Imaginärer Steuerwettbewerb

Es begann in Schaffhausen, anno 1991. Das Stimmvolk beschloss, direkte Nachkommen fortan von der Erbschaftssteuer zu befreien und auch die Steuersätze auf weniger direkt verwandte Erben stark zu reduzieren. Somit war der erste Dominostein gefallen. Die meisten Kantone haben nachgezogen: St. Gallen 1997, Zürich und Aargau 1999, Bern und Genf 2004. Nur in drei Kantonen zahlen Töchter und Söhne heutzutage noch Erbschaftssteuern (Appenzell Innerrhoden, Neuenburg und Waadt).

In einem neuen Forschungspapier mit meinem Mitarbeiter Raphaël Parchet zeige ich aufgrund der jeweiligen Abstimmungsbroschüren, dass die Diskussion in all diesen Entscheiden von einem Argument dominiert wurde: dem Steuerwettbewerb. Wenn man die Erbschaftssteuern nicht auch senken würde, so wurde behauptet, dann verlöre man begüterte Steuerzahler an die Kantone, in welchen reiche Erben weniger streng zur Kasse gebeten werden.

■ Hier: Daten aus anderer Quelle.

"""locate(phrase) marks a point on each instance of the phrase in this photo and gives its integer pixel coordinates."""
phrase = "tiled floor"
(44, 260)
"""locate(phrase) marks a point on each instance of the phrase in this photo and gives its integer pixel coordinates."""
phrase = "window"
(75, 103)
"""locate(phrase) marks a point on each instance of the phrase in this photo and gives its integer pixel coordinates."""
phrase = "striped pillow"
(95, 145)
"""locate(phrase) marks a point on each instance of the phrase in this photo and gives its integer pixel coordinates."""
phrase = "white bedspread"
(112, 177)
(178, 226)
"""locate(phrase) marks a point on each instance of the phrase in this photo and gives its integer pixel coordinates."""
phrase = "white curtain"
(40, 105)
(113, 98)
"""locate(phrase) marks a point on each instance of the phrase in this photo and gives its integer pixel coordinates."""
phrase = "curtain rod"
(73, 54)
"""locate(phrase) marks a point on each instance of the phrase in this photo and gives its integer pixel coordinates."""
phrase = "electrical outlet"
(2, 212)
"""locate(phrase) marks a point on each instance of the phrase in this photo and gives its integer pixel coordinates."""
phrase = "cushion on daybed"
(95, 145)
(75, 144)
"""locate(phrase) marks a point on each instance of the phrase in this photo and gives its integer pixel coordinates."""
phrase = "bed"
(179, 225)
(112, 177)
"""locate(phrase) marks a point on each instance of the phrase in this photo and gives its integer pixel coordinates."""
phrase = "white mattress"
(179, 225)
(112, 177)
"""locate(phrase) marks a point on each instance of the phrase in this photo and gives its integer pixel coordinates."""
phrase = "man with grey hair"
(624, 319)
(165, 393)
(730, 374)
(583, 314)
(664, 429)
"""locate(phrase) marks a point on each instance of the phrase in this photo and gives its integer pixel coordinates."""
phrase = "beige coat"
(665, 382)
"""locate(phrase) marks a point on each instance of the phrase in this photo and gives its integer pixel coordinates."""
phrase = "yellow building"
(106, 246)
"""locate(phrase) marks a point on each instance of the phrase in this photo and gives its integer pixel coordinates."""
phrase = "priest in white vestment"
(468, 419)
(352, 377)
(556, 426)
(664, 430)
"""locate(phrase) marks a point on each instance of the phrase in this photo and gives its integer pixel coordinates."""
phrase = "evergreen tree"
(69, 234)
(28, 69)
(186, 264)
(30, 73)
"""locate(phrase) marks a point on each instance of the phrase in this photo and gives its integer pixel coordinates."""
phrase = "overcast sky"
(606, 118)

Die Logik dieses Arguments scheint bestechend, doch es wurde bislang keiner systematischen Prüfung unterzogen.

Wir haben nun mittels statistischer Schätzungen den postulierten Zusammenhang zwischen der Höhe von Erbschaftssteuern und der Wohnsitzwahl begüterter älterer Menschen ausfindig zu machen versucht. Unser Resultat ist rasch zusammengefasst: Wir finden keinen solchen Zusammenhang in den Schweizer Daten. Zudem stellen wir fest, dass die Steuereinkommen der Kantone nach Senkung ihrer Erbschaftssteuersätze langfristig schrumpfen und somit nicht durch Neuzuzüge reicher Erblasser wettgemacht werden. Es ist also nicht erstaunlich, dass die Steuersenkungsspirale mit einem starken Rückgang der entsprechenden Steuereinnahmen einherging (s. Grafik).

Die Senkungen der kantonalen Erbschaftssteuern erwuchsen kaum einem Sachzwang durch den Steuerwettbewerb. Ob die Stimmbürger einer zynischen Propaganda unterlagen, oder ob sich die Meinungsführer ganz einfach in ihrer Einschätzung der Steuerempfindlichkeit reicher älterer Menschen getäuscht haben, sei dahin gestellt. Es bleibt die Folgerung, dass der tatsächliche Druck des Steuerwettbewerbs nicht unbedingt so stark ist, wie es die intuitive Logik solcher Argumente vermuten lassen könnte.